German Regiment
German Regiment
GERMAN REGIMENT. Early in 1776, Congress decided to raise an eight-company regiment from among the roughly 130,000 people of German birth or descent then living in Pennsylvania, Maryland, and Virginia. It authorized the regiment on 25 May 1776, to serve for three years or the duration of the war, and on 17 July appointed Nicholas Haussegger, a hatter from Lebanon, Pennsylvania, as colonel. Haussegger had been a captain in the French and Indian War and then the major of the Fourth Pennsylvania Battalion (since 4 January 1776). On 31 December he led ten men on a reconnaissance of Princeton, New Jersey, and surrendered himself and his party to the British. The regiment remained intact after Haussegger's defection. Although forced to retreat under British attack at the Second Battle of Trenton (Assunpink Bridge) on 2 January 1777, it fought well at Princeton (3 January). Congress considered it an "extra" Continental regiment in the reorganization of 1777 (as part of the Maryland Line), and appointed Henry Leonard Philip, baron de Arendt, a veteran of the Prussian service, as its new colonel on 19 March. As a unit of Washington's main army, it was present at Brandywine and was heavily engaged at Germantown. Washington granted de Arendt a leave of absence for health reasons on 18 August 1778; he never reassumed command. The regiment was sent to the Pennsylvania frontier in April 1779, served in Sullivan's expedition against the Iroquois, and remained on the frontier until April 1780. It served with the main army until disbanded on 1 January 1781. German-Americans were also prominent in another German regiment, this one authorized by the Virginia Convention as the Eighth Virginia on 11 January 1776. Raised by John Peter Muhlenberg in the frontier counties of Virginia's Shenandoah Valley between 9 February and 4 April, it was adopted into the Continental army on 25 May 1776. After participating in the defense of Charleston, South Carolina, in June 1776, the unit joined Washington's army for the defense of Philadelphia in the summer of 1777. It was consolidated with the Fourth Virginia on 12 May 1779.

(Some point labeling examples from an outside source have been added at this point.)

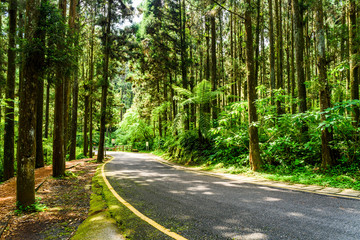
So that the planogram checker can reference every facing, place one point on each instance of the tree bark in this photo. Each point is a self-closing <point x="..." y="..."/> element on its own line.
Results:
<point x="327" y="155"/>
<point x="47" y="109"/>
<point x="279" y="56"/>
<point x="104" y="87"/>
<point x="299" y="46"/>
<point x="213" y="63"/>
<point x="293" y="105"/>
<point x="254" y="158"/>
<point x="86" y="120"/>
<point x="39" y="162"/>
<point x="25" y="183"/>
<point x="272" y="52"/>
<point x="184" y="58"/>
<point x="58" y="141"/>
<point x="9" y="143"/>
<point x="75" y="93"/>
<point x="354" y="62"/>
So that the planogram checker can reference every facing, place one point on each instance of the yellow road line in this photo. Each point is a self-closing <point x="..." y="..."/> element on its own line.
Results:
<point x="200" y="172"/>
<point x="139" y="214"/>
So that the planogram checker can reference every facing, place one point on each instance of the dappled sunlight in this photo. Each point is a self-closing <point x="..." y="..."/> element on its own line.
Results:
<point x="99" y="217"/>
<point x="247" y="233"/>
<point x="271" y="189"/>
<point x="114" y="207"/>
<point x="295" y="214"/>
<point x="253" y="236"/>
<point x="270" y="199"/>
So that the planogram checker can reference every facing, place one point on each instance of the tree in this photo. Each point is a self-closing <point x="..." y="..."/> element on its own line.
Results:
<point x="272" y="51"/>
<point x="58" y="142"/>
<point x="25" y="184"/>
<point x="74" y="26"/>
<point x="354" y="62"/>
<point x="9" y="144"/>
<point x="254" y="154"/>
<point x="40" y="32"/>
<point x="327" y="155"/>
<point x="297" y="10"/>
<point x="105" y="84"/>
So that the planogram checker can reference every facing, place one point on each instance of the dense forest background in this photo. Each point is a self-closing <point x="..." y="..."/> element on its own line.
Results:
<point x="266" y="85"/>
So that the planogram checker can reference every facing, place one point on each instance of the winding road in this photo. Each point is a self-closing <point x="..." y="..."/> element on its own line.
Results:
<point x="198" y="206"/>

SEE ALSO Haussegger, Nicholas; Muhlenberg, John Peter Gabriel; New Jersey Campaign.
BIBLIOGRAPHY
Retzer, Henry J. The German Regiment of Maryland and Pennsylvania in the Continental Army, 1776–1781. Westminster, Md.: Family Line Publications, 1991.
Wright, Robert K., Jr. The Continental Army. Washington, D. C.: United States Army Center of Military History, 1983.